No matter where you live, work or play, at some point a real estate decision was made. Whether it was the amenity level of your apartment building or the precise location of your office, real estate has direct influence over almost every aspect of our lives.
Unfortunately, for such an influential and important topic, many real estate companies’ public relations strategies begin and end with reporting transactional or company information.
Although this information is important, a strategy built solely around its dissemination can mean that you are missing valuable opportunities to participate in a constantly evolving global conversation with direct impacts on your business’ bottom line.
People have a variety of questions that often have roots in macroeconomics and real estate. Why are homes so expensive? Why did my company suddenly decide to relocate? Why are industrial buildings seeming to appear out of thin air?
Just like they might do for finding information about their favorite sports team or restaurant reviews, people are looking for trusted sources to provide them with answers to their real estate questions.
Often those providing the answers will be viewed as more effective professionals and might be the first person to get a call when it comes time to make a real estate business decision.
Because of the importance of these conversations, your firm’s long-term media relations strategy should focus on not just releasing news but becoming this trusted source on the topics most important to your business.
Or, as we say, an authority. But how do you begin to give your media relations strategy a revamp? All it takes is a little media relations CPR.
Cohesive – Your strategy must be cohesive and in line with your company’s overall areas of expertise and business goals. If you are a residential real estate brokerage it does not make sense to be commenting on industrial real estate property prices.
Develop a list of what your firm does well and who at the firm does those things well, and use that as a framework.
Additionally, each piece of information put into the public must adhere to a cohesive brand identity. It helps to have a standard set of messaging that you can use to unify your brand and ensure that when people think of your company they are able to quickly know what you do best and who at your company does it.

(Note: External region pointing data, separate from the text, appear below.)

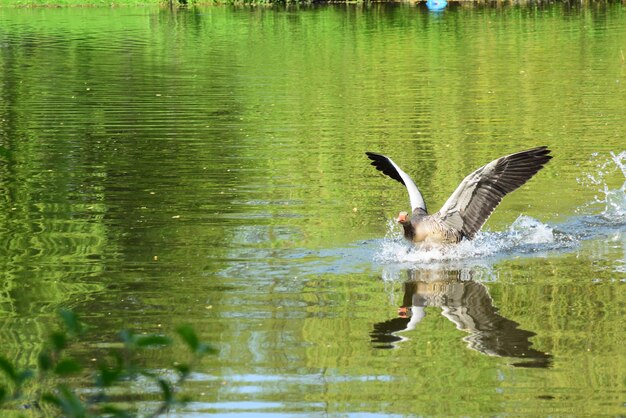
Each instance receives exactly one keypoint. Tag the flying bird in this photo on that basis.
(473, 201)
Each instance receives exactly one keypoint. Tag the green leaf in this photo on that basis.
(58, 340)
(166, 390)
(8, 369)
(51, 399)
(188, 335)
(67, 366)
(5, 152)
(152, 341)
(70, 319)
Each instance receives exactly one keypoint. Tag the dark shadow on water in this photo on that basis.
(469, 306)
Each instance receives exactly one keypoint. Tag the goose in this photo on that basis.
(473, 201)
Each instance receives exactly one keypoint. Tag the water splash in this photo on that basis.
(525, 236)
(612, 201)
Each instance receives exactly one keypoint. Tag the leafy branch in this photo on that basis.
(120, 365)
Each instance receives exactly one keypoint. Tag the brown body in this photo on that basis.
(423, 228)
(468, 208)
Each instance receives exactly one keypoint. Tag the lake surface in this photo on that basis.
(207, 166)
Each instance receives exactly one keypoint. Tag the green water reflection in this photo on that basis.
(206, 166)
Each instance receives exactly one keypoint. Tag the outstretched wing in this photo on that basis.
(388, 167)
(479, 193)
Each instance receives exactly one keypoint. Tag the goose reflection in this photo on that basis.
(469, 306)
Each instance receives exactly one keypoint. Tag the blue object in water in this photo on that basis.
(436, 4)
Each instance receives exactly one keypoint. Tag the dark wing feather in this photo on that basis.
(383, 164)
(479, 193)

Proactive – Many of these media opportunities can be secured through being proactive and determining who the most important journalists are in your industry and what their beats are. A quick introduction to your business and areas of expertise can often go a long way.
Also, if you want to participate in a conversation, find out which journalists are leading that conversation and let them know that you have experts who can participate.

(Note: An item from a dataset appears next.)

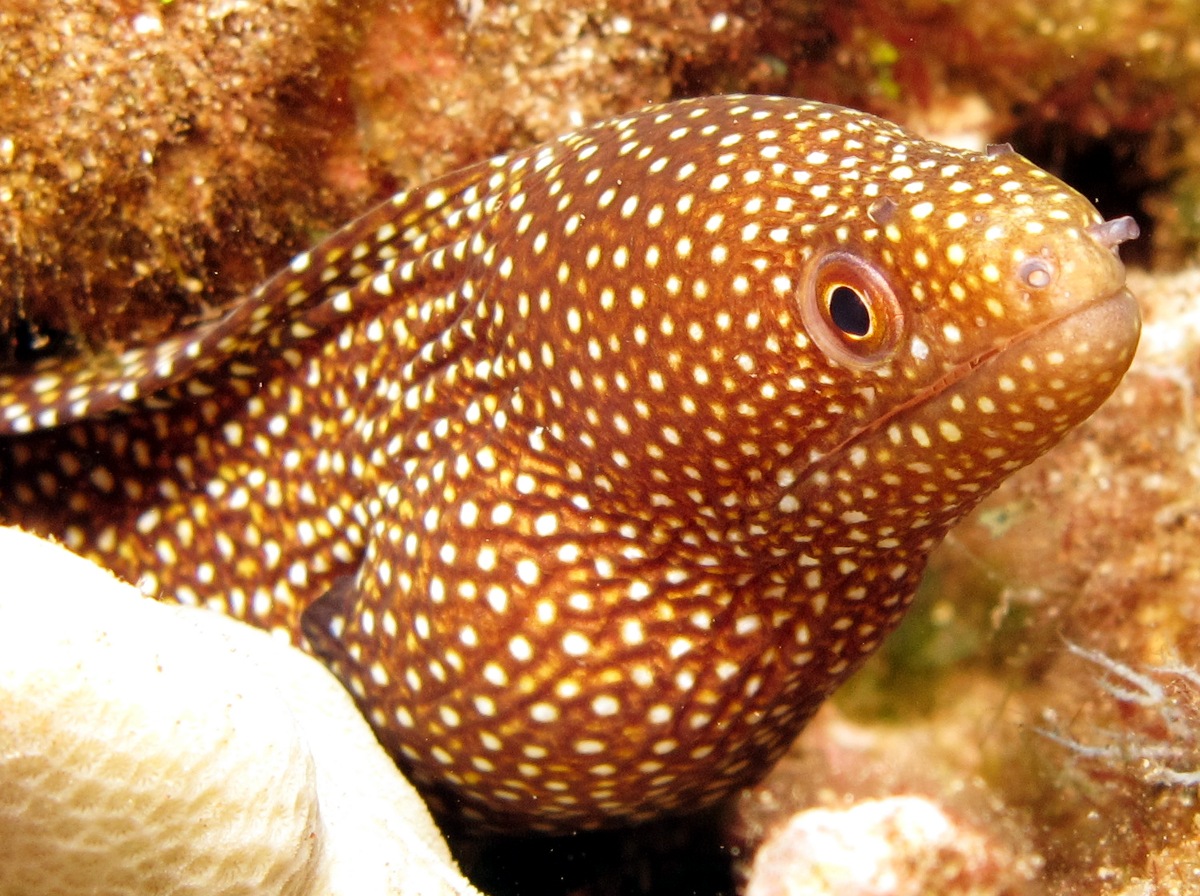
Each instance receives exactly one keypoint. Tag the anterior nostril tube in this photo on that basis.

Journalists are busy, and it helps to provide them with sources they can call upon in the future even if they do not have an immediate need.

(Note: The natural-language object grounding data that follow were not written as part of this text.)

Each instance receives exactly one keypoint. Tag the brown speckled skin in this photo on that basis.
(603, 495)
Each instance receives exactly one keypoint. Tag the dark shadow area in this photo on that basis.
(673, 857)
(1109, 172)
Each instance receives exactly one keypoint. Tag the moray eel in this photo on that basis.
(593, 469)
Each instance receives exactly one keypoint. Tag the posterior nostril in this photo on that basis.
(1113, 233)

Reactive – However closely you decide to follow the top two points, there will be news and stories that surprise you or appear without warning. In real estate these might be a large macroeconomic development, an unexpected corporate announcement or another type of seemingly random news.
It is important that you are continually monitoring the news and looking for ways to inject yourself into relevant stories, particularly if you can lend further insight to a breaking news story.
Often, these breaking stories start with basic information and grow into larger stories over a period of a few hours or days. This is another reason why the development of a cohesive brand identity and identification of spokespeople prior to news breaking helps considerably.
You will be ready to respond immediately and get your company’s experts in front of a captivated audience, ahead of your competition.
The unifying element in each of these elements is the common goal of securing brand authority.
Many in the real estate industry read a wide variety of publications that inform their decision making and strategic goals.
As your company and its employees are featured more often in stories in these publications, and providing useful information, potential customers will soon begin to see your firm less as a name they’ve heard and more as an expert in a topic in which they have a business interest.